Under Cox, and Ryan's ownership, the newspaper quickly became respected as a professional news source. In the fall of 1998, Outlook earned five writing awards, called the Vice Versa Awards for Excellence in the Gay and Lesbian Press, from the National Gay and Lesbian Journalists Association and received third place for Best Newspaper in the weekly or bi-weekly category. These awards were given for the paper's approach to controversial topics and the effect they had on the Columbus community. For example, when Outlook published a piece about anti-gay harassment by members of the Ohio State University (OSU) wrestling team, the OSU Athletic Department created mandatory sexual orientation cultural competence training for all its employees.

In early 1999, Outlook Publishing, Inc. was sold to Lynn Greer, Jose Rodriguez, and Malcolm Riggle operating from Riggle's offices in Worthington, Ohio. Within the year Rodriguez sold his share of the company to Greer and Riggle.

In the fall of 2003, Malcom Riggle assumed sole-ownership of company operations. Under his leadership, Outlook Weekly became a lifestyle tabloid. That November, Outlook Publishing, Inc. changed names to Outlook Media, Inc. Two years later, in the fall of 2005, Outlook teamed with the Ohio Historical Society to form the Gay Ohio History Initiative. Also within the year, the magazine saw controversy in a surrounding Columbus, Ohio suburb; some members of the Upper Arlington community tried to ban the newspaper from its libraries, but after library board discussions it was decided that the paper was would remain available to patrons.

In 2006, Outlook Media changed ownership after seven years under Malcom Riggle. Chris Hayes and Michael Daniels bought the company and moved Outlook's offices to The Short North. Under their leadership, Outlook Weeklys audience expanded to the Columbus progressive community while still maintaining its readership base in the LGBTQ community.
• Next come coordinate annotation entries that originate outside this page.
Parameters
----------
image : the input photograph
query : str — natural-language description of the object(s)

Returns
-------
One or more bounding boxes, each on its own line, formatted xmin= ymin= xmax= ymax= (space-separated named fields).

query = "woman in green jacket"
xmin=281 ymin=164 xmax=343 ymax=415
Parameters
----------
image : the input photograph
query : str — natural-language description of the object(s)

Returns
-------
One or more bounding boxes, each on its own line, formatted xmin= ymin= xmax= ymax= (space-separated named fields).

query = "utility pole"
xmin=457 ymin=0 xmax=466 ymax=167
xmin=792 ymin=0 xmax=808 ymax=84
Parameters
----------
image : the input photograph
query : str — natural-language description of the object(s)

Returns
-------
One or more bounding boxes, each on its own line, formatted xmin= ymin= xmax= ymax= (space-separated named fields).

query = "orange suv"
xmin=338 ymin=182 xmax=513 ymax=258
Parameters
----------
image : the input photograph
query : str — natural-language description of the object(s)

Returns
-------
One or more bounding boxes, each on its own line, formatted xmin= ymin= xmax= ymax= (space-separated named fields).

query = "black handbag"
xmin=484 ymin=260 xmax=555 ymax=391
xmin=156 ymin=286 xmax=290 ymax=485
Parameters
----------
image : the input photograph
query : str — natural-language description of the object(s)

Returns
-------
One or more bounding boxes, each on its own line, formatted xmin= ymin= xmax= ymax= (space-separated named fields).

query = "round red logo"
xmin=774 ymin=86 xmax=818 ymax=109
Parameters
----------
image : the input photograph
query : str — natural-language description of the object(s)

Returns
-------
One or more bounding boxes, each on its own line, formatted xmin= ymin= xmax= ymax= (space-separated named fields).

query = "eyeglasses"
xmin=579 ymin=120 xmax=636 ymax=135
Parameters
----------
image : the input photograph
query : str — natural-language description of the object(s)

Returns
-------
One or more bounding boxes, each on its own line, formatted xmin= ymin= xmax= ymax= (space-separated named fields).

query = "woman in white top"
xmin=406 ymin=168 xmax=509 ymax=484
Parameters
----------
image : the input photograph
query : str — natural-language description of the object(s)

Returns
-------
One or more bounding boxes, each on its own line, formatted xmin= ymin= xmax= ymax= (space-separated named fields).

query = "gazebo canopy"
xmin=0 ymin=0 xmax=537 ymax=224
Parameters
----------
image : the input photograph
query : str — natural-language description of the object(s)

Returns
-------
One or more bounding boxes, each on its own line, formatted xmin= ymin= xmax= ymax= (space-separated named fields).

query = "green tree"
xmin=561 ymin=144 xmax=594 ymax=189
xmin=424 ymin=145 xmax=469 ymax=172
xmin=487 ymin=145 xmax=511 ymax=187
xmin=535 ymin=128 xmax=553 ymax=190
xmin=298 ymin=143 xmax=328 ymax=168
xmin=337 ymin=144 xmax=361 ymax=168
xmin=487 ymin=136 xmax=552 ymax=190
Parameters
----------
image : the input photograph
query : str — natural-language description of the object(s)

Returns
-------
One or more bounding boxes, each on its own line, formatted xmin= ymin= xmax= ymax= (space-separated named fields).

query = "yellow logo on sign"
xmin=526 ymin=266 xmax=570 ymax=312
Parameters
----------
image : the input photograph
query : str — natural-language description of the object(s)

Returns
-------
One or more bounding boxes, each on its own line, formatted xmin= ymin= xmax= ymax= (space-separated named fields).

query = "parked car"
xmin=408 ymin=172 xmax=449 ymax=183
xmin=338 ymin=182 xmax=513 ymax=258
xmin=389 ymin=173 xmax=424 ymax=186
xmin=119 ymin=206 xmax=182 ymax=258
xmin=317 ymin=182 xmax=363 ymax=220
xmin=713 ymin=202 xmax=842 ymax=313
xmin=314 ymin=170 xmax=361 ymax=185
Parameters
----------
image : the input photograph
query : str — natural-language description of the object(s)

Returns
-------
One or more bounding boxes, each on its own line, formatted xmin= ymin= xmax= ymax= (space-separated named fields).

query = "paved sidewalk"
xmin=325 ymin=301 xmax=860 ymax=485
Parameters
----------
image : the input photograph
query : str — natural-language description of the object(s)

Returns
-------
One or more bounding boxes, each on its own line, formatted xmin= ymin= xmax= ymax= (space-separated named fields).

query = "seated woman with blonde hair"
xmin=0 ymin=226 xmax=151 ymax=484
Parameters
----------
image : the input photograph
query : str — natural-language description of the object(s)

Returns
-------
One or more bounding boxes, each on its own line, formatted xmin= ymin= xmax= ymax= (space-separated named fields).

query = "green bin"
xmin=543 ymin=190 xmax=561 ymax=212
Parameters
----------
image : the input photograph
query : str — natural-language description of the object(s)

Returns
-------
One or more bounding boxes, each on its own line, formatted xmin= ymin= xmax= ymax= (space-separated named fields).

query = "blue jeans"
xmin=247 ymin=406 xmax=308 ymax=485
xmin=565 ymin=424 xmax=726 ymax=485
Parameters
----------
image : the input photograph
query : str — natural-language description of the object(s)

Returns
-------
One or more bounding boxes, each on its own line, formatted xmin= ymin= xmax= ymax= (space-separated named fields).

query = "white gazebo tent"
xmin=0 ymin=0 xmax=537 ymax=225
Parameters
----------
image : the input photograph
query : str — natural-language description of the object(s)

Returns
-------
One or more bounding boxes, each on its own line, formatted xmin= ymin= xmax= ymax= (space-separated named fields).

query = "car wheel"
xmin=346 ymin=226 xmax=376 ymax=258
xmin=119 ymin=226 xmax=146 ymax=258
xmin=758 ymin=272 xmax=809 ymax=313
In the summer of 2008, Outlook Media started its radio program, Radio Outlook, which lasted one year.

Outlook Weekly changed format to a monthly magazine in 2009, changing names to Outlook Columbus. The final issue of Outlook Weekly was released on March 25, 2009. The monthly format changed the look of the publication by upgrading to paper stock and including more in-depth features while still remaining free to the public.

In July 2010 Chad Frye, a consultant and business executive, and Bob Vitale of the Columbus Dispatch, joined Christopher Hayes as co-owners and co-publishers. The additional partners created the capacity to re-launch the publication across the entire state of Ohio, with major distribution hubs in Cincinnati, Cleveland, Columbus, Toledo, Dayton, Youngstown, Canton, and Akron.

In June 2016, co-publishers Chad Frye and Robert Vitale exited the company, leaving Christopher Hayes as sole owner and publisher. In July 2017, Outlook ceased publication, and the assets of the company were liquidated.